At the recent IETF meeting in Prague, one of the hot areas was the RTCWEB stuff. The short explanation (Real-Time Communication over the web) is that the browser should become a full audio/video client. The browser needs to get access to hardware and OS resources so a full, high-quality video client can run live inside the browser. This is of course something that Google (Google Talk) and Skype are very interested in enabling.
More controversial, the second interface makes for more interesting discussions and possibly strategic consequences. The RTC client running inside the browser needs to communicate with a server or network to make and receive calls. It needs to register somewhere, “here I am, I’m ready to receive calls!” and it needs to be able to make calls, “please connect me with the following address!” The question is: Should this interface be standardized or should the RTC client just communicate with the central server using a proprietary protocol? The argument for the latter is that it will stimulate innovation and that the above API and how to set up the browser-to-browser media sessions are the only elements that should be standardized. Well, it is likely that mechanisms like ICE may be of use in setting up a session, and there will be media parameters etc that must be communicated as part of setting up a session, so what has already been solved using SIP must be mapped into the protocol between the RTC client and the server that connects the calls, whether it is proprietary or not. Although I’m favorable to the argument that using SIP between the RTC client and the server creates a lot of overhead if you only need a small part for your application, it seems a bit unnecessary that every RTC client implementer has to come up with a new way of setting up a session and exchanging the necessary parameters.

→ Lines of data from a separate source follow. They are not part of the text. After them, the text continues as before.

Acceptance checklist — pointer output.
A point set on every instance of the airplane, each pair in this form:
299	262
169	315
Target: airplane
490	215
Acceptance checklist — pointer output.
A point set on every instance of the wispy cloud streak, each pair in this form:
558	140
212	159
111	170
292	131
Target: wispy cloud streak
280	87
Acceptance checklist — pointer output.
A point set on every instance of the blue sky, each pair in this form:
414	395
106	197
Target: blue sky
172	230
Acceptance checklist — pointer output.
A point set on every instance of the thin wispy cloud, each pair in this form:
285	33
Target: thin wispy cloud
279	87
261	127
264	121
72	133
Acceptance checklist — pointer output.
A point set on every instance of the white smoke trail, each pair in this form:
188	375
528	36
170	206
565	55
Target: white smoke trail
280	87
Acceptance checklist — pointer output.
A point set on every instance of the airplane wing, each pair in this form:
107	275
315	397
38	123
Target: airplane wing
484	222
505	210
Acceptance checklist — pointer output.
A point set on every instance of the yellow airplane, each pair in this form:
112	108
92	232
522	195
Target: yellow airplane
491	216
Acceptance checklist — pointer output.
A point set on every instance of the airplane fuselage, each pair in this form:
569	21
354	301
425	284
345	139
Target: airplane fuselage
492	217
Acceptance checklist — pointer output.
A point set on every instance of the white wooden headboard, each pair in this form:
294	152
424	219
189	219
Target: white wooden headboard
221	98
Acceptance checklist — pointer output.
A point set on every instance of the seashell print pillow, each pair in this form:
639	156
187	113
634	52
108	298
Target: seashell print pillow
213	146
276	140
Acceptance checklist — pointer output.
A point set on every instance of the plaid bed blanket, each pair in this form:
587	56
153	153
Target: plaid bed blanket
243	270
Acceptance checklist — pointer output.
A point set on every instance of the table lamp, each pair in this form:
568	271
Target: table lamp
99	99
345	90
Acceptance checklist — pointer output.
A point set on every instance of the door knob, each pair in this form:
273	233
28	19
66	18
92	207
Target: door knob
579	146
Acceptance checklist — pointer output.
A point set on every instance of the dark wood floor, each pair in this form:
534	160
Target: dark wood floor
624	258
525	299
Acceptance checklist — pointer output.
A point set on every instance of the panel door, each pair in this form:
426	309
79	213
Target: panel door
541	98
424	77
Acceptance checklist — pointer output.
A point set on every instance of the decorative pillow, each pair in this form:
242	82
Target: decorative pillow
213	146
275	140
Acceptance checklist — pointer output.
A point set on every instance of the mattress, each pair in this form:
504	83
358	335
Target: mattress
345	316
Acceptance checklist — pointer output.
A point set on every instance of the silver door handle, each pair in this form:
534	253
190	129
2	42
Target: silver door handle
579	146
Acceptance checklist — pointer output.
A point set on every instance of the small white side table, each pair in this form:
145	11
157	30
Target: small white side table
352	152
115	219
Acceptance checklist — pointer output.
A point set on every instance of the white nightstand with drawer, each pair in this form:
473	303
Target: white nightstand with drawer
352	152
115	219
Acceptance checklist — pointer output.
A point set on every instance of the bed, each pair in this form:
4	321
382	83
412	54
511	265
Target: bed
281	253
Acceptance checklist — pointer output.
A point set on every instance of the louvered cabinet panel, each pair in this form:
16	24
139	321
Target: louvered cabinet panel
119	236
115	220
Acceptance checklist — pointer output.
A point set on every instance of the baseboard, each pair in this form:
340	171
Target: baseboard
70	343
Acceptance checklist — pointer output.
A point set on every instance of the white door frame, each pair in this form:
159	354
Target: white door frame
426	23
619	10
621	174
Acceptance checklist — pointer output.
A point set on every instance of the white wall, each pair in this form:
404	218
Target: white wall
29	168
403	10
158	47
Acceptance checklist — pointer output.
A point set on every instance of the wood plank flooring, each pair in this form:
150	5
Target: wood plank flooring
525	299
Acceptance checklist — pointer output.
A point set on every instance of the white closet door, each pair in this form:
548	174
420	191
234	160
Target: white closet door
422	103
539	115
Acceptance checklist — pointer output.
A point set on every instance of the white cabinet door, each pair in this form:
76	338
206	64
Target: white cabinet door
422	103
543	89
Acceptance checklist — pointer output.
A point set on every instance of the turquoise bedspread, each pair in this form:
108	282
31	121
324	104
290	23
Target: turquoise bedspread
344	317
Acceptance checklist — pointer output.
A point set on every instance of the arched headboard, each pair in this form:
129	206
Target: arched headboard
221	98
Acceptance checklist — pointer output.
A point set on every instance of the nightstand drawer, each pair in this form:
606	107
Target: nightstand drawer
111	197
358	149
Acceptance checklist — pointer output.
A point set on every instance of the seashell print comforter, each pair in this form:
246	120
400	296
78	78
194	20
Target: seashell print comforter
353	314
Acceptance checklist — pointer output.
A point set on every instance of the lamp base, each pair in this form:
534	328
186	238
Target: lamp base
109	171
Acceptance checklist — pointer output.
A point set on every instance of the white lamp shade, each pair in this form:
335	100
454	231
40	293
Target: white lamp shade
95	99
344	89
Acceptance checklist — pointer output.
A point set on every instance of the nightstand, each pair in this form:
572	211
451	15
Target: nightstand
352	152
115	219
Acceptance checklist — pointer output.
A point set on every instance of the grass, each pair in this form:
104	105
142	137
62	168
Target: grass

Pondering this a bit I get the feeling that no standardization of the RTC client-server interface would spur innovation for small, light-weight applications, but that any real audio/video/IM client implementation would require quite a bit of work to get right. This in reality favors larger vendors with lots of resources. As you probably can choose to adopt a light-weight client/server protocol even if there is a full SIP stack in the browser (or at least, it should be possible to design in way that this is possible), I don’t really see the downside (beyond standardization body cycles) of standardizing how SIP should work between a browser and a web server, probably over port 443/80.
So, what are the consequences for companies like Cisco? We would really welcome video capabilities within the browser. For example, our PrecisionUSB camera would be possible to use to get a high-quality video source. Of course, having a large install base, we would like to ensure compatibility with existing SIP systems and avoid interoperability through a gateway. Gateways are always expensive (especially media gateways) and reduces the functionality that can flow over the gateway. I would love to see the possibility of creating a browser-based client, but if the quality ends up as a least common denominator (i.e. not possible to add codecs to improve quality or extend beyond APIs/protocols to improve functionality), I feel we haven’t gained much. Indeed, enabling a basic real-time communication experience through free services would be beneficial to everybody, but if we do it in a way that allows high-school students as well as large corporations to innovate on top of it, I believe we have much more to gain.